Xiao Ming is counting stars on a tree with \(n\) nodes labeled \(1, 2, \ldots, n\). A subgraph \(G\) of the tree is called a star if and only if:

1. \(G\) is a tree.
2. There exists a node \(v\) in \(G\) whose degree equals \(|V_G| - 1\), where \(|V_G|\) denotes the number of vertices in \(G\). In other words, one node is adjacent to every other node in \(G\).

Two stars are considered different if and only if their vertex sets \(V_G\) are different.

Given a tree and two integers \(L\) and \(R\), count the number of different stars whose number of vertices is between \(L\) and \(R\) (inclusive). Output the answer modulo \(10^9+7\).

Observation: In any tree, a star is completely determined by choosing a center vertex \(v\) and selecting some of its adjacent neighbors in the original tree. If \(v\) has degree \(d_v\) in the given tree, then for any integer \(k\) such that \(k+1\) (the number of vertices in the star, including the center) lies in \([L, R]\) and \(0 \le k \le d_v\), there are \(\binom{d_v}{k}\) possible stars with \(v\) as center.
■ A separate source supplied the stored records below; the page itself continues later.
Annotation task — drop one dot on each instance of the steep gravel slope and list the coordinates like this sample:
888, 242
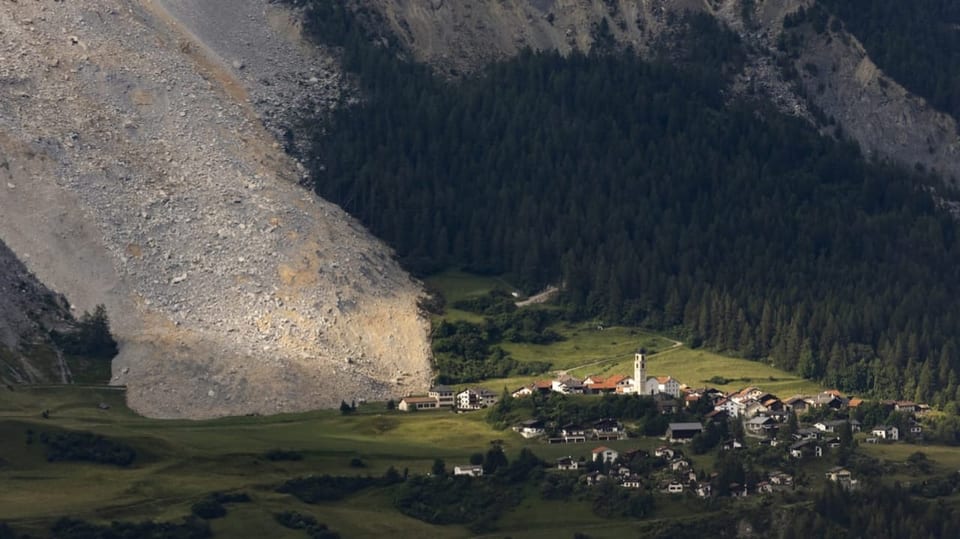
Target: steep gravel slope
135, 171
28, 312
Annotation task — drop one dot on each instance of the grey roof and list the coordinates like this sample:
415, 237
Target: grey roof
685, 426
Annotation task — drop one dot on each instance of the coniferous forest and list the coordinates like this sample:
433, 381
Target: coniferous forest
916, 42
655, 198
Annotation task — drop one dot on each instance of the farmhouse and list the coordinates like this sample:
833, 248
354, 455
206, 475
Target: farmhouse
568, 385
409, 404
443, 394
885, 432
840, 475
604, 454
530, 428
609, 429
475, 398
683, 432
470, 470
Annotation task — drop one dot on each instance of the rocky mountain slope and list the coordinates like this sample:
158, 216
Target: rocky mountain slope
136, 171
887, 121
28, 312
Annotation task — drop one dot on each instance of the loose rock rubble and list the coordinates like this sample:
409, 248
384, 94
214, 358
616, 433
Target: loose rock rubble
144, 179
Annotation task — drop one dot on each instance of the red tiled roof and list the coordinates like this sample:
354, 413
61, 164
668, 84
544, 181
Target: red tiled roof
414, 400
607, 383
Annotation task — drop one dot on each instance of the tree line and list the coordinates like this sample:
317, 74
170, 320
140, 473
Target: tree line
915, 42
655, 199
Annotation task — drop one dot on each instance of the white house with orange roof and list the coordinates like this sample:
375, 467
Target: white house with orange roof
605, 454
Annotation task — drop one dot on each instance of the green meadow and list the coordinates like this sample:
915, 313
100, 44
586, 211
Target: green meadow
179, 462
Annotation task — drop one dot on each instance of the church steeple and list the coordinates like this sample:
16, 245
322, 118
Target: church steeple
640, 371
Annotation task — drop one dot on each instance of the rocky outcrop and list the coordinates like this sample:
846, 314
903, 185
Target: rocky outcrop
460, 36
886, 120
29, 311
136, 171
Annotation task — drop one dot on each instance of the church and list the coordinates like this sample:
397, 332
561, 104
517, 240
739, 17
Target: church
653, 385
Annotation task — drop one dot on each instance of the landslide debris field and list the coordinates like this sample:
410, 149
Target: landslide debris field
139, 169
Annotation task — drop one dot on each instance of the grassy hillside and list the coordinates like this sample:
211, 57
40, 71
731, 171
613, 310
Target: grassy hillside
180, 462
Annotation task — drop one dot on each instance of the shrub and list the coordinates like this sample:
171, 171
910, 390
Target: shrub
276, 455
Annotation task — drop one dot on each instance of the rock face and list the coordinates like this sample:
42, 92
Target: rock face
885, 119
28, 312
136, 171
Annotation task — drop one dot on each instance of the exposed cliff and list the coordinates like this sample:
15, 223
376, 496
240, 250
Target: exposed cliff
137, 172
29, 311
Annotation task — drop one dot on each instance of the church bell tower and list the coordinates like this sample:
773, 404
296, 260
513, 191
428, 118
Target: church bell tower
640, 372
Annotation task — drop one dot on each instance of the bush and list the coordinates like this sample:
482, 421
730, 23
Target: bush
208, 509
86, 446
191, 528
277, 455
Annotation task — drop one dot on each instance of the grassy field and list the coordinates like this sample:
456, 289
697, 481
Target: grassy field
696, 367
179, 462
457, 285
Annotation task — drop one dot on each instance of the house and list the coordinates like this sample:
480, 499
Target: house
761, 425
832, 425
530, 428
570, 434
604, 454
568, 385
443, 394
475, 398
632, 481
593, 478
471, 470
796, 404
664, 452
906, 407
409, 404
753, 408
805, 448
717, 416
543, 386
608, 429
667, 385
610, 384
730, 445
839, 474
733, 408
885, 432
683, 432
666, 404
772, 404
807, 433
780, 478
524, 391
826, 399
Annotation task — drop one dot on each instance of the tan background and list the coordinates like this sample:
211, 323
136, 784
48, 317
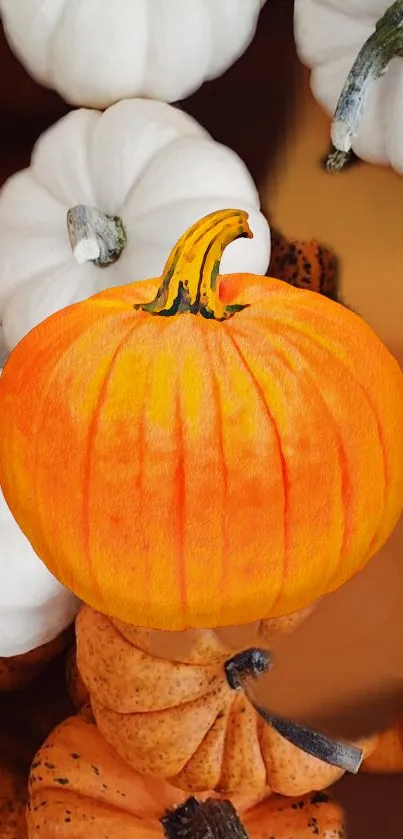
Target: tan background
263, 109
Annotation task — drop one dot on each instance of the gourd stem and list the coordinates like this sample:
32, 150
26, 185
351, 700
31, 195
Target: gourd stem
211, 819
371, 63
95, 236
243, 669
190, 277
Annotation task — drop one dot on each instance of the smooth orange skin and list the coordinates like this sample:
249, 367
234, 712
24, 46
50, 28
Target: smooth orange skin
100, 795
178, 719
181, 472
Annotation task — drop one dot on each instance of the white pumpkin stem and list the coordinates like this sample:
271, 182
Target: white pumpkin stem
371, 63
95, 236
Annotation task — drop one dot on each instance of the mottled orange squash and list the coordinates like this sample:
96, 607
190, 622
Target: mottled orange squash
178, 718
388, 754
206, 450
17, 671
81, 788
13, 799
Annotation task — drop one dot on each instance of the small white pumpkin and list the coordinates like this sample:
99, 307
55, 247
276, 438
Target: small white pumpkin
34, 607
96, 52
128, 181
349, 45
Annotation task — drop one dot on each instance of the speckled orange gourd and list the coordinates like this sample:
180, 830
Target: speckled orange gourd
178, 718
388, 754
13, 799
76, 765
199, 450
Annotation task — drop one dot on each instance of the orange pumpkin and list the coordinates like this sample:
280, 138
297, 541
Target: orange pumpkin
388, 754
179, 719
80, 787
198, 450
19, 670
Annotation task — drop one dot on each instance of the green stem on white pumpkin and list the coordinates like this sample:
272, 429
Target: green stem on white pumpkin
211, 819
95, 236
371, 63
243, 669
189, 279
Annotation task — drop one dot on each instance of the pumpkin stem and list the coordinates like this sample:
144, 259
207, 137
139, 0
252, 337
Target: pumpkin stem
95, 236
189, 279
211, 819
371, 63
242, 669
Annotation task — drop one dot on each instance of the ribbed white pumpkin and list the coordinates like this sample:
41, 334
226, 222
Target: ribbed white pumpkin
34, 606
329, 36
144, 161
95, 52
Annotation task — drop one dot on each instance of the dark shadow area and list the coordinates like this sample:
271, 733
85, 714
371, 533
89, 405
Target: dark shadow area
249, 108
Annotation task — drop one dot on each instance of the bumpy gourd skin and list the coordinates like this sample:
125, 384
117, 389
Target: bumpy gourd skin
178, 719
80, 787
13, 799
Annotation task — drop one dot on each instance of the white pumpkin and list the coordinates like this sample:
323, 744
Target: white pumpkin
34, 607
96, 52
144, 162
330, 37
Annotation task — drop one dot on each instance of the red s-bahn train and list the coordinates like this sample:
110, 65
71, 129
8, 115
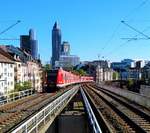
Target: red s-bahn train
60, 78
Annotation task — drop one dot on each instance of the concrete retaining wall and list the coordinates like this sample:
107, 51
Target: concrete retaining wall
135, 97
145, 90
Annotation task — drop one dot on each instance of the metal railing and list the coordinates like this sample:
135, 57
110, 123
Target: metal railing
43, 119
93, 121
10, 97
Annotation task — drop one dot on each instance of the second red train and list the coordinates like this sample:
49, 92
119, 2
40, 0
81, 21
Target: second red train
60, 78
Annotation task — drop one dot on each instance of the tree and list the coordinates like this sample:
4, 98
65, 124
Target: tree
18, 87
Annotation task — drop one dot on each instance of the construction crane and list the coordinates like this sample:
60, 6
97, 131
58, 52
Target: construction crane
146, 37
11, 26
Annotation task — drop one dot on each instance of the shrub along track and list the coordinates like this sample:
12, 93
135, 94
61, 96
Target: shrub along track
116, 113
14, 113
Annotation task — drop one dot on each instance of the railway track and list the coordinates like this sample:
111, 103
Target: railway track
118, 114
17, 112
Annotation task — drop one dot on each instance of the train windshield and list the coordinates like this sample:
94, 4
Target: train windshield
52, 75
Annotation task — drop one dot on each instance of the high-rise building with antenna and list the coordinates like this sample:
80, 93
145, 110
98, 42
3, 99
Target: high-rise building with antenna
56, 43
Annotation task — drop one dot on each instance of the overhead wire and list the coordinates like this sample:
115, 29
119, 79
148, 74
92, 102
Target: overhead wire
141, 5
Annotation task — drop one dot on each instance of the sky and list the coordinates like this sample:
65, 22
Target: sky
92, 27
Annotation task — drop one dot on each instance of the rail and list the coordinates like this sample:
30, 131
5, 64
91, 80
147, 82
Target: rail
93, 120
46, 115
10, 97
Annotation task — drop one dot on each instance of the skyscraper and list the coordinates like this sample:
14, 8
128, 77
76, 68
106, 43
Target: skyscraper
65, 48
56, 43
33, 43
29, 43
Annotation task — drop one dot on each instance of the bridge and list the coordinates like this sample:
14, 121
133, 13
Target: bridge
82, 108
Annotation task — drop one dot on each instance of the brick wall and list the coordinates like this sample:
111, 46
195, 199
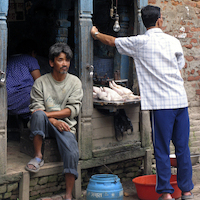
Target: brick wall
182, 20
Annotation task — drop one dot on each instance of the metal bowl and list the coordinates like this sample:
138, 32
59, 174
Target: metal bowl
194, 159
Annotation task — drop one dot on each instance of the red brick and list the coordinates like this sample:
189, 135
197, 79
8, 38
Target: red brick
198, 92
152, 1
188, 46
183, 22
198, 4
175, 3
189, 3
193, 40
190, 23
189, 58
197, 58
185, 65
187, 29
197, 47
190, 35
194, 85
195, 29
193, 78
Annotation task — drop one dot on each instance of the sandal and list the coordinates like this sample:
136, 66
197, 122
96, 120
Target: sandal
185, 197
160, 198
37, 164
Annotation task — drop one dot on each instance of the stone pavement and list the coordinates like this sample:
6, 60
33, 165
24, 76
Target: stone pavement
129, 192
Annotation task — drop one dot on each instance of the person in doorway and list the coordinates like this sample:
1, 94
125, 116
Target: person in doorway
159, 58
22, 70
55, 102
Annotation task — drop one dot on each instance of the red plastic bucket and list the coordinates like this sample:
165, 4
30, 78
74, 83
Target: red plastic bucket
145, 186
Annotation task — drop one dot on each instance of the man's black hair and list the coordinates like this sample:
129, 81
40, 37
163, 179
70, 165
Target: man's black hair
58, 48
150, 15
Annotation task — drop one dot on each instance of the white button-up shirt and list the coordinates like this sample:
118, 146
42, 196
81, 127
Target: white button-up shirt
158, 59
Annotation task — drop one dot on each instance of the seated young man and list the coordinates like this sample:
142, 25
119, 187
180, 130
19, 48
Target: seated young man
55, 102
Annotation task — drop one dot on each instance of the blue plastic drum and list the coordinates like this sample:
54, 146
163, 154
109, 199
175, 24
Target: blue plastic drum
104, 187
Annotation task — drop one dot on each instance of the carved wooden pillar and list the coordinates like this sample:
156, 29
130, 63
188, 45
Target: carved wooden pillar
3, 97
62, 23
121, 62
85, 8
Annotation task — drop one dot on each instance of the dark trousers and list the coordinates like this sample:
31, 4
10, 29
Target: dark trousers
67, 144
171, 124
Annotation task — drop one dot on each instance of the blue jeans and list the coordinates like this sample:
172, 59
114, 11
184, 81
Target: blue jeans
67, 144
171, 124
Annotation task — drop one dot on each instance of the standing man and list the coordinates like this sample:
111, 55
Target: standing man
55, 102
159, 58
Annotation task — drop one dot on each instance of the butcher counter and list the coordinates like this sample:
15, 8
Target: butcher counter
104, 144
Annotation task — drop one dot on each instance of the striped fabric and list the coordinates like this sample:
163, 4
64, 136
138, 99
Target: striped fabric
158, 58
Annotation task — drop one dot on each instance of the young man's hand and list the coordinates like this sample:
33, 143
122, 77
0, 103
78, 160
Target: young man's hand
61, 126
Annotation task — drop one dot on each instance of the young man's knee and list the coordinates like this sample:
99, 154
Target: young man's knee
38, 113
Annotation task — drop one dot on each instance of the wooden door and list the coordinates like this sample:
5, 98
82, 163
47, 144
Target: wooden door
85, 46
3, 97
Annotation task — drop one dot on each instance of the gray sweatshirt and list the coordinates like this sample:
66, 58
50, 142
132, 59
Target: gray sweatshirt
50, 95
The final answer is the sum over all vertices \(v\) of the valid choices.

inputFormat

The first line contains three integers \(n\), \(L\), and \(R\) (\(1 \leq n \leq 10^5\), \(1 \leq L \leq R \leq n\)).

Each of the next \(n-1\) lines contains two integers \(u\) and \(v\) (\(1 \leq u, v \leq n\)), representing an edge in the tree.

outputFormat

Output a single integer, the number of star subtrees whose vertex count is between \(L\) and \(R\), modulo \(10^9+7\).

sample

3 1 2
1 2
2 3

7